Ghali dirige en el vídeo el rezo musulmán de sus combatientes con las imprecaciones rituales, poco después del ataque a un pueblo de la región septentrional de Azawad. Pero su demanda de un nuevo país tuareg bajo la ley de la sharía produjo el martes 20 una ruptura oficial con la organización mayoritaria, el Movimiento Nacional de Liberación de Azawad (MNLA) tras una cita de varios días en Tessalit, una de las ciudades en manos rebeldes. El MNLA tiene al integrismo islámico por enemigo y rival aunque ha habido episodios de cohabitación, como con los traficantes de drogas y armas; y, en general, los combate en su territorio, en el que ven amenazada su primacía. Como se sabe, los integristas han convertido al norte de Malí en el corazón de la industria del secuestro de occidentales en el Magreb y uno de sus refugios preferidos en el Sahel, su segundo bastión tras Afganistán/Pakistán.

Un golpe en el aire

En este contexto de frustración, que ha dado lugar a protestas violentas y masivas de familiares de soldados malienses que combaten en el frente norte contra los tuaregs, se produjo el golpe militar del pasado miércoles. Llevado a cabo por militares de bajo rango liderados por el capitán Amadu Haya Sanogo, el golpe ha sido rechazado de plano por la comunidad internacional, de Washington a Caracas. No obstante, Estados Unidos se apresuró el pasado sábado a indicar que aún no había decidido, como sí lo ha hecho la Unión Europea, suspender la ayuda financiera y militar a Malí, país al que transfiere 105 millones de euros anuales. Igualmente evitó calificar de golpe de estado a lo ocurrido, subrayando que espera que los militares golpistas den marcha atrás, ambigüedad que podría funcionar en dos direcciones. Igualmente Washington ha difundido que el capitán golpista recibió formación militar reiteradas ocasiones en EE UU.

Intervención militar

En este escenario, no pasaron 48 horas para que se produjera, el viernes 23 por la noche, una contra-ofensiva de las fuerzas leales al presidente Amadou Toumani Touré, depuesto a un mes de unas elecciones presidenciales a las que no iba a presentarse. Esta contra-ofensiva sirvió al menos para hacer visible la disención de parte del ejército con los golpistas. Pero las instituciones internacionales han derivado por ahora el protagonismo a la Comunidad Económica de Estados de África Occidental (Cedeao), que ya en 2010 intervino militarmente en Costa de Marfil y ayudó a restablecer el juego democrático. Con apoyo expreso de la Unión Africana, Naciones Unidas y los dos principales aliados occidentales de Malí -Francia y EE UU- cinco jefes de estado, encabezados por el de Costa de Marfil, presidente de turno de la Cedeao, intentaron sin éxito aterrizar el pasado jueves en Bamako.

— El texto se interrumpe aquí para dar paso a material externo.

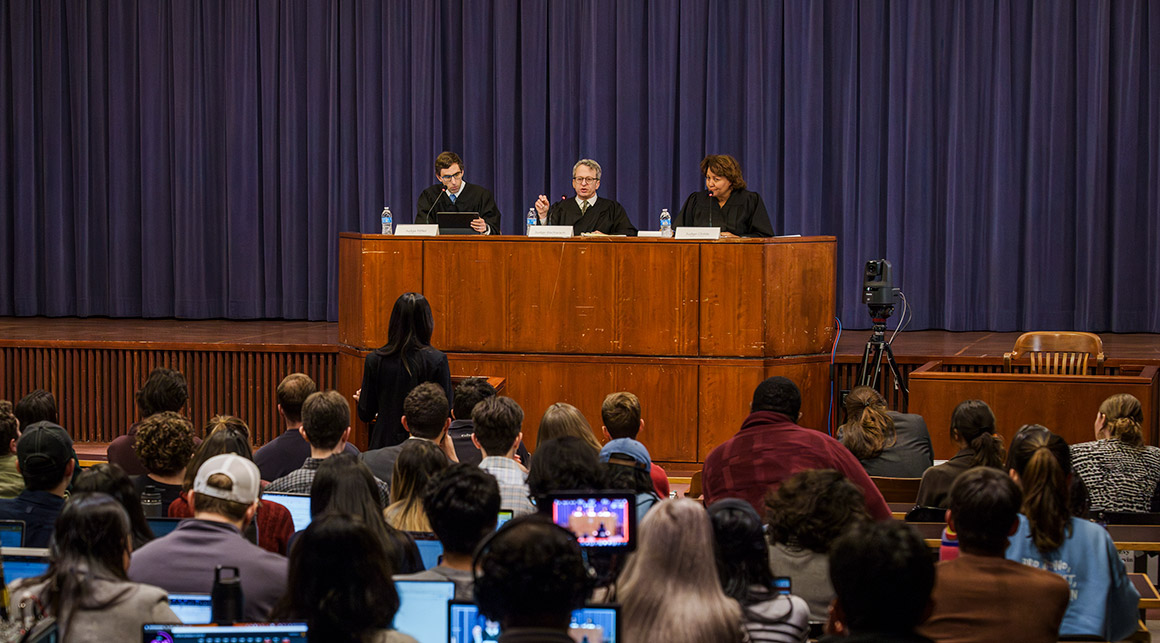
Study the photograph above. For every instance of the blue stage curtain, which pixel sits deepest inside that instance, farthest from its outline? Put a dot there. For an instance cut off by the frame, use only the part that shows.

Cientos de manifestantes progolpistas tomaron las pistas del aeropuerto después de atacar a una marcha de opositores. Los mandatarios africanos tenían previsto entrevistarse con el capitán Sanogo y su mensaje era claro: O devolvía el poder de inmediato o se plantearán la intervención de los ejércitos vecinos. Se trataría de un combinado de las fuerzas armadas de Nigeria, Burkina, Liberia, Níger y Benin, además de la de Costa de Marfil, un poder militar imposible de enfrentar por Malí. Este viernes le dieron 72 horas. Pero Sanogo se ha limitado a pedir ayuda ante la conquista de la estratégica ciudad de Kali por los tuareg y a permitir hace días el acceso del depuesto presidente a la prensa gala, a la que dijo que estaba "en libertad dentro del país". Desde 1991 no había habido asonadas golpistas en Mali. Y aquella vez fue para acabar con un régimen dictatorial, el de Moussa Traoré, aún en la cárcel por multitud de asesinatos y corrupción. La desestabilización del Sahel, acrecentada por la del norte de África tras la primavera árabe, comienza a pasar factura.